Where AI accelerates the process

Lease clause extraction — AI can parse a commercial lease PDF and identify all clauses relating to repair (typically clause 3 or 4 in a standard institutional lease), alterations, reinstatement, decoration, and yielding up. This saves the initial 60–90 minutes of manual lease review.

Schedule of condition comparison — if a photographic schedule of condition was attached at lease commencement, AI can flag which items in the current inspection report fall below the recorded baseline and which are within the permitted condition.

Cost estimation — for standard items (redecoration, carpet replacement, suspended ceiling tile renewal, mechanical strip-out), AI can apply industry-standard rates from BCIS or similar datasets to produce a first-pass cost schedule.

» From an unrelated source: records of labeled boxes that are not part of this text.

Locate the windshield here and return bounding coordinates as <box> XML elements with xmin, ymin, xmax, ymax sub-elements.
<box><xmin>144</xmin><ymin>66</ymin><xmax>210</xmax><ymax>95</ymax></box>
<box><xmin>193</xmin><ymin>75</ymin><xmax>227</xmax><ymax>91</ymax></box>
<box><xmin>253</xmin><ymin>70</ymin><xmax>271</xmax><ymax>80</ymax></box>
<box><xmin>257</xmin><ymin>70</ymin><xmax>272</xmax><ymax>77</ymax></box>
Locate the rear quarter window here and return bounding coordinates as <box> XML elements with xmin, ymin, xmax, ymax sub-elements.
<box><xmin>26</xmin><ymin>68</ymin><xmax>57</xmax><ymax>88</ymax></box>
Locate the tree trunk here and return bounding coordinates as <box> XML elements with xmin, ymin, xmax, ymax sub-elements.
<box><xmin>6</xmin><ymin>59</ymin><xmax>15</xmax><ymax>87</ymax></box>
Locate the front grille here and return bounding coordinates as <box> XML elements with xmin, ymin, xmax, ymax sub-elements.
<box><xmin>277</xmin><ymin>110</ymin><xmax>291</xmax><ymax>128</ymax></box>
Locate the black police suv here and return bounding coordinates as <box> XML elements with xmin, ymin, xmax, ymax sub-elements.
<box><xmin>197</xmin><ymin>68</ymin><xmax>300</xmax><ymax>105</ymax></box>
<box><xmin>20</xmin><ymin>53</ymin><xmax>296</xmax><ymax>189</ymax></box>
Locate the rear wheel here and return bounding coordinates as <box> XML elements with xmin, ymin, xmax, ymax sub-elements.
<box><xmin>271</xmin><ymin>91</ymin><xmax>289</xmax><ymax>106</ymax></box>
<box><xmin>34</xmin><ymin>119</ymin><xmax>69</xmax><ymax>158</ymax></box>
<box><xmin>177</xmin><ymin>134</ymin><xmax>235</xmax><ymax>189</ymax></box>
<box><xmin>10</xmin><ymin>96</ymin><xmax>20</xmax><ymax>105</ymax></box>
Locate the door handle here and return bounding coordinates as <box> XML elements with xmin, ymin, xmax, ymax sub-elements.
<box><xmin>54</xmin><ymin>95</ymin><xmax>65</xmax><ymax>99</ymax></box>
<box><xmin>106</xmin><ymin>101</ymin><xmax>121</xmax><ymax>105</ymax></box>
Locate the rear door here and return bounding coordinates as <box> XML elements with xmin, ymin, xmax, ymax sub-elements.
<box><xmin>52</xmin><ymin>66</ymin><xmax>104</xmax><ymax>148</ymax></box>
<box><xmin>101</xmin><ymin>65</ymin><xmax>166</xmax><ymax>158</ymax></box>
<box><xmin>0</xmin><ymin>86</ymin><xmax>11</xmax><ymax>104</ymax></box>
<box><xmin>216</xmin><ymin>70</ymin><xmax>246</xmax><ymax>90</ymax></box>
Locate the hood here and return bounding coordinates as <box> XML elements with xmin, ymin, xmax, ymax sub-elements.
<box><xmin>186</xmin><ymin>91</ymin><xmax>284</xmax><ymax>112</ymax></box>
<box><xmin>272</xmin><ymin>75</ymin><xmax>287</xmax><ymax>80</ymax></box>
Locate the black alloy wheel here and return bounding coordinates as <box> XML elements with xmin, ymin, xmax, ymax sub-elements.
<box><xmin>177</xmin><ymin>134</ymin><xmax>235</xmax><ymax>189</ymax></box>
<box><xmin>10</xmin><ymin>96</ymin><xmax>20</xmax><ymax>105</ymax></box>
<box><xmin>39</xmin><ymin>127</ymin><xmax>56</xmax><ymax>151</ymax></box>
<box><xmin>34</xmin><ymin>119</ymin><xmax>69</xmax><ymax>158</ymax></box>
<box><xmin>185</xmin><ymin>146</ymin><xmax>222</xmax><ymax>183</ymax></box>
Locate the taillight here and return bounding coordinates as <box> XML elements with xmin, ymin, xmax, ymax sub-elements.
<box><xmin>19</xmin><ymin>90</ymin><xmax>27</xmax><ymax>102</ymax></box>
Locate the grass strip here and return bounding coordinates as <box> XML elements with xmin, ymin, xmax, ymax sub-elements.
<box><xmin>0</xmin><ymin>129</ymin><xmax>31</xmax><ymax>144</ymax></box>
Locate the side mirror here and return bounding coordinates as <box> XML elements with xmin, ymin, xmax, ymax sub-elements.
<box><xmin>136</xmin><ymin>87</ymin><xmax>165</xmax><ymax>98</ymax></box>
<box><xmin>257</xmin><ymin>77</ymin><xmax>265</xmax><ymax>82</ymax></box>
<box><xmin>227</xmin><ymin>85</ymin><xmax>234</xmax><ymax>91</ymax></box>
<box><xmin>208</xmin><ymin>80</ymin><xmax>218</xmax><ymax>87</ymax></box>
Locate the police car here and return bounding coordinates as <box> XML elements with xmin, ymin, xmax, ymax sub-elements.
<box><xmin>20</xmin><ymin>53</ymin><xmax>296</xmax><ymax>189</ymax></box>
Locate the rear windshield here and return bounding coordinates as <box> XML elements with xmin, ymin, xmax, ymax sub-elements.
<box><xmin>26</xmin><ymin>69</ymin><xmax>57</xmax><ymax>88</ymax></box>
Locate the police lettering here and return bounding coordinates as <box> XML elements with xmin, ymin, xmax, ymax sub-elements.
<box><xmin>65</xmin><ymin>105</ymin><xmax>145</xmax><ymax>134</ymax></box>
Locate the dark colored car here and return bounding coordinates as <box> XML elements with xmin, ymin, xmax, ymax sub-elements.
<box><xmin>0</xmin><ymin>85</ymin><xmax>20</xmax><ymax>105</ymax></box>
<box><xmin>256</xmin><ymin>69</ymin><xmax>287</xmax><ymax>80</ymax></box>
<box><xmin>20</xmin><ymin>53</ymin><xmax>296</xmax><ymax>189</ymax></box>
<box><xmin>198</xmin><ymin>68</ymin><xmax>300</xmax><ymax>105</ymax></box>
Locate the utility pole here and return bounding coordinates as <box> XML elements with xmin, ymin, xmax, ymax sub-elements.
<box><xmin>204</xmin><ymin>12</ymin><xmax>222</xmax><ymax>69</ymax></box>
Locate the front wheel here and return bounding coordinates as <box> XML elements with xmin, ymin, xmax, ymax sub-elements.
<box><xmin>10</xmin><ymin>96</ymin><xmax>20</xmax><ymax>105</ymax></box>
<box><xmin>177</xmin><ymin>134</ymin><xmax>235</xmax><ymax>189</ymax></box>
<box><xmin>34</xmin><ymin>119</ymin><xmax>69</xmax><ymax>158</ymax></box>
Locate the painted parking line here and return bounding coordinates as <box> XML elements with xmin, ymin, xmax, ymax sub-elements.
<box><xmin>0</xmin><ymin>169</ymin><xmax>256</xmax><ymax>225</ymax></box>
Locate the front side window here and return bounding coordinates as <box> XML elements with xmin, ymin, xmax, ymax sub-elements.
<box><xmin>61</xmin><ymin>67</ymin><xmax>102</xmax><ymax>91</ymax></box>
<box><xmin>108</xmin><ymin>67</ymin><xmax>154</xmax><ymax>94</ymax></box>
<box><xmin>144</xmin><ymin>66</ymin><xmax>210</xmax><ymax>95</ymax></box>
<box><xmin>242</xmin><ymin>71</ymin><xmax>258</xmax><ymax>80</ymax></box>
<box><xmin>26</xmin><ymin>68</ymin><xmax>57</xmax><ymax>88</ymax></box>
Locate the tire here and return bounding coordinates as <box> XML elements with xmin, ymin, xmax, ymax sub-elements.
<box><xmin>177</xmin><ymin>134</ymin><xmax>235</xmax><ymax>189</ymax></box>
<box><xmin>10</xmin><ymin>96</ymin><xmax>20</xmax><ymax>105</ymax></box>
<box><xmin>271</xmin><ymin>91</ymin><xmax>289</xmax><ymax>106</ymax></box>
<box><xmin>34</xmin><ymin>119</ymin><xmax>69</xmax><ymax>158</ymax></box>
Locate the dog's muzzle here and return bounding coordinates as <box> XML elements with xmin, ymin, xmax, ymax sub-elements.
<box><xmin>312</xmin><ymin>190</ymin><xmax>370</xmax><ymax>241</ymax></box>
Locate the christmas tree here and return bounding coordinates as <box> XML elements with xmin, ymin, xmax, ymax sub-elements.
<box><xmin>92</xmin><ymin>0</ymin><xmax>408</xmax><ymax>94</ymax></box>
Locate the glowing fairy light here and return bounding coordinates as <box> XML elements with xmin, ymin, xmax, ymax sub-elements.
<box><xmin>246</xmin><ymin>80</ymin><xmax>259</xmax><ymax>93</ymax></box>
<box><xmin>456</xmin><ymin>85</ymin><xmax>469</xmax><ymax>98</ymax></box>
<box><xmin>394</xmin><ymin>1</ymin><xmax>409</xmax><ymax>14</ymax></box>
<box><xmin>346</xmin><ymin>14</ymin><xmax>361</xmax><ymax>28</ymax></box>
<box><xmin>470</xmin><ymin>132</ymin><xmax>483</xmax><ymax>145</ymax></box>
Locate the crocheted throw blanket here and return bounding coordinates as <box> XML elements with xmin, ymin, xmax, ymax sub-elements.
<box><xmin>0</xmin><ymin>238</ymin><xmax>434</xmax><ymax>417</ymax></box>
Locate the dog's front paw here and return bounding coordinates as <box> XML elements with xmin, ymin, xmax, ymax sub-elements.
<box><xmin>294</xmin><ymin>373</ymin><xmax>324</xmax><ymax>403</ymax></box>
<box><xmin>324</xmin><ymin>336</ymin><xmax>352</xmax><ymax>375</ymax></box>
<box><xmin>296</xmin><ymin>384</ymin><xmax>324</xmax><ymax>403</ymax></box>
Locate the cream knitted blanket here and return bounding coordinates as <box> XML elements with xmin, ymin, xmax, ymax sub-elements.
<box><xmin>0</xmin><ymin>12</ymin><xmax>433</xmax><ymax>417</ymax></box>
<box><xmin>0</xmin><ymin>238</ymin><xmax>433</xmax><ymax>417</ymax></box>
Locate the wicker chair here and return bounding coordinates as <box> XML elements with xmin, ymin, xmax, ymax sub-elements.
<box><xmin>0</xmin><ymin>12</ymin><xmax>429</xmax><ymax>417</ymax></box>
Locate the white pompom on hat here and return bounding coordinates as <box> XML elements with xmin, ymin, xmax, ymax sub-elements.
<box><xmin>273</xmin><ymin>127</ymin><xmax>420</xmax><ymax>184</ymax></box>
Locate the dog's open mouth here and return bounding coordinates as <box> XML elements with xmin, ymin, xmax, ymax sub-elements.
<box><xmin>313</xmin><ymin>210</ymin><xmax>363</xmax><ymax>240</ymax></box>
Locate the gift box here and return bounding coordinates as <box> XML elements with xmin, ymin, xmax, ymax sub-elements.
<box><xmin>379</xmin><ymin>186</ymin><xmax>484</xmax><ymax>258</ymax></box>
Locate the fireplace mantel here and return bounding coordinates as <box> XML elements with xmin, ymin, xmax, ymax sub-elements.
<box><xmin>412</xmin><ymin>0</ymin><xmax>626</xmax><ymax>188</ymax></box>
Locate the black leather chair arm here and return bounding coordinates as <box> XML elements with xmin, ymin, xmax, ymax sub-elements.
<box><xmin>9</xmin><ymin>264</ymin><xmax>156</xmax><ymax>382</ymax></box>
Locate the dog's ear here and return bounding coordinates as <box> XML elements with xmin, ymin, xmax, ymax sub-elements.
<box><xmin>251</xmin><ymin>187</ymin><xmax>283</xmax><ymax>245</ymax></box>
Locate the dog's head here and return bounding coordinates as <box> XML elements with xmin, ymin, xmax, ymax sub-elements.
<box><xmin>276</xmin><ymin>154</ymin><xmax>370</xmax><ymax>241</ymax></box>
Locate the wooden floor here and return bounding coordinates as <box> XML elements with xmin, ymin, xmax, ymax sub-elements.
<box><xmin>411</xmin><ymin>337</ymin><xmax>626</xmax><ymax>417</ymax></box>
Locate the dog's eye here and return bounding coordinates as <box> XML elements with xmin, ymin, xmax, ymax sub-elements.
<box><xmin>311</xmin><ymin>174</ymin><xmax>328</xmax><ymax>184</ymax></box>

This is not a formal valuation — it is a starting point for the surveyor to adjust.

Document formatting — generating a properly formatted Scott Schedule from raw inspection notes and lease extracts, ready for the surveyor to review and the solicitor to serve.

Where humans remain essential

Physical inspection — AI cannot walk through the premises, tap walls, check plant condition, or assess whether a crack is structural or cosmetic. The building surveyor's site visit is irreplaceable.

Section 18(1) cap — under the Landlord and Tenant Act 1927, damages for dilapidations cannot exceed the diminution in value of the landlord's reversion. Assessing this requires a valuation judgment that depends on the landlord's intended use, market conditions, and whether the building is to be demolished or refurbished. AI can flag the s18 issue; it cannot determine the cap.

Negotiation — dilapidations settlements are commercial negotiations. The opening schedule is a starting position; the settlement figure depends on the parties' relative leverage, the tenant's covenant strength, and whether the landlord actually intends to carry out the works. This is judgment, not computation.

Supersession — if the landlord intends to demolish or substantially refurbish, the tenant may argue that the dilapidations claim is academic. Assessing supersession requires knowledge of the landlord's plans and planning position — context that AI does not have unless you tell it.

Timing matters

The RICS Dilapidations Guidance Note recommends serving a terminal schedule between 18 and 6 months before lease expiry. Serving too early wastes effort (the tenant may do further damage); serving too late weakens the landlord's position and may trigger limitation issues.

For interim schedules during the lease term, the landlord must demonstrate a genuine intention to enforce — not just a tactical manoeuvre to apply pressure.

Practical workflow with AI

A practical workflow for a CRE broker handling dilapidations:

Step 1 — Upload the lease to your AI tool. Extract all repairing, decorating, alterations, and yielding-up obligations. Flag any schedule of condition.

Step 2 — Commission a building surveyor inspection. Provide them with the AI-extracted obligation summary so they know what to look for.

Step 3 — Feed the surveyor's inspection notes back into the AI to generate a draft Scott Schedule with clause references and cost estimates.

Step 4 — Surveyor reviews, adjusts costs, adds professional commentary. Solicitor reviews for legal accuracy and serves the schedule.

This workflow cuts preparation time by roughly 40–60% while keeping professional oversight where it matters.